In the game Wendake, you are placed in the shoes of a chief of a Native American tribe. You have to manage all of the most important aspects of their lives, earning points on the economic, military, ritual, and mask tracks. The core of the game is the action selection mechanism: You have the opportunity to choose better and better actions over seven game rounds, and the winner will be the player who can find the best combinations of actions and use them to lead their tribe to prosperity. Each player has their own 3x3 action board that is comprised of nine action tiles. The first time you select an action tile each year, you may choose any tile; the second and third times that year, you must choose another action tile in the same column, row, or diagonal as your previously selected tile(s). If the action tile you choose shows more than one action, you can use them only in the order shown, from top to bottom. After the last player has placed (and resolved) their fourth action marker, the restore phase begins.

During the restore phase, all players remove the action markers from their tiles and flip the tiles they used face down so that they show the opposite side. All players then move their action tiles down one row so that the top line of their action grid is empty and the three tiles from their bottom row are now outside of the grid; if any of these three tiles shows the ritual side, they must be flipped back to the action side. The first player may now set aside one of the three tiles below their grid and replace it with one of the six advanced action tiles near the board or with any action tile they already set aside in previous years. This new tile is added to the tiles below the player's grid. Then, whether a new tile was taken or not, they shuffle the three tiles that are below their grid and place them in random order on the top line of their grid, all showing the action side.

During the game, you score points in four tracks, with these tracks being coupled randomly at the beginning of the game. The game ends at the end of the seventh year, and for each pair of tracks, you score only the number of points indicated by the score marker on the lower value. Sum these points from the two pairs of score tracks to see who wins.

Godfather: Corleone's Empire

Designer Eric Lang, known for his "dudes on a map" games, describes The Godfather: Corleone's Empire — a standalone big box board game with high-quality miniatures — as "thugs on a map".

In short, the game is a streamlined, confrontational worker placement game filled with murder and intrigue. You play as competing mafia families who are vying for economic control of the organized crime networks of New York City, deploying your thugs, your don, your wife, and your heir on the board to shake down businesses and engage in area-control turf wars.

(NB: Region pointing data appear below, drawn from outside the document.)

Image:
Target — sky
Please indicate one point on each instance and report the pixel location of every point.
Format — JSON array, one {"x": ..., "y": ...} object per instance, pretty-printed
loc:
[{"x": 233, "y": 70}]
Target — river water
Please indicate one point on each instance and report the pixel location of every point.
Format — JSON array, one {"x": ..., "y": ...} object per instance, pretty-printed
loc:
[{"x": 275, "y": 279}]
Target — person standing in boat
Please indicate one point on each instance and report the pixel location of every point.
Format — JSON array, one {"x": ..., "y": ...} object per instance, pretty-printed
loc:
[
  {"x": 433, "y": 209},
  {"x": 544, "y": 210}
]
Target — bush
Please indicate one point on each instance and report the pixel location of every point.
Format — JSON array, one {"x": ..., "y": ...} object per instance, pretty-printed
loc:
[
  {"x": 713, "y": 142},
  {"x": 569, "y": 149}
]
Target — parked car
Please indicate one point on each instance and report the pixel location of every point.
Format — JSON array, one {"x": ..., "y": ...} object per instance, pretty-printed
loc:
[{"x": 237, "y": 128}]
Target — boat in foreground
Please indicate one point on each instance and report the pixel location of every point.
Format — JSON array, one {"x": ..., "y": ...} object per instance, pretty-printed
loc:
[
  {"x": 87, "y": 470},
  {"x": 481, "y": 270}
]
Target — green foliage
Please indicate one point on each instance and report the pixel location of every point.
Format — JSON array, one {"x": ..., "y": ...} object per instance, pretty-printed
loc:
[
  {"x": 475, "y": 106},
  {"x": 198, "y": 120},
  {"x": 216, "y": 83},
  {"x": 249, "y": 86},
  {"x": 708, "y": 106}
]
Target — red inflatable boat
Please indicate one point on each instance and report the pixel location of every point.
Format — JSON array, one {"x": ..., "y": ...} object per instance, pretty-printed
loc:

Money, rackets, contracts, and special advantages (such as the union boss) are represented by cards in your hand, and your hand size is limited, with you choosing which extra cards to pay tribute to the don at the end of each of the five rounds. At the end of the game, though, cash is all that matters, and whoever has the most money wins.

The game also features drive-by shootings in which enemy tokens are removed from the board and placed face-down in the river.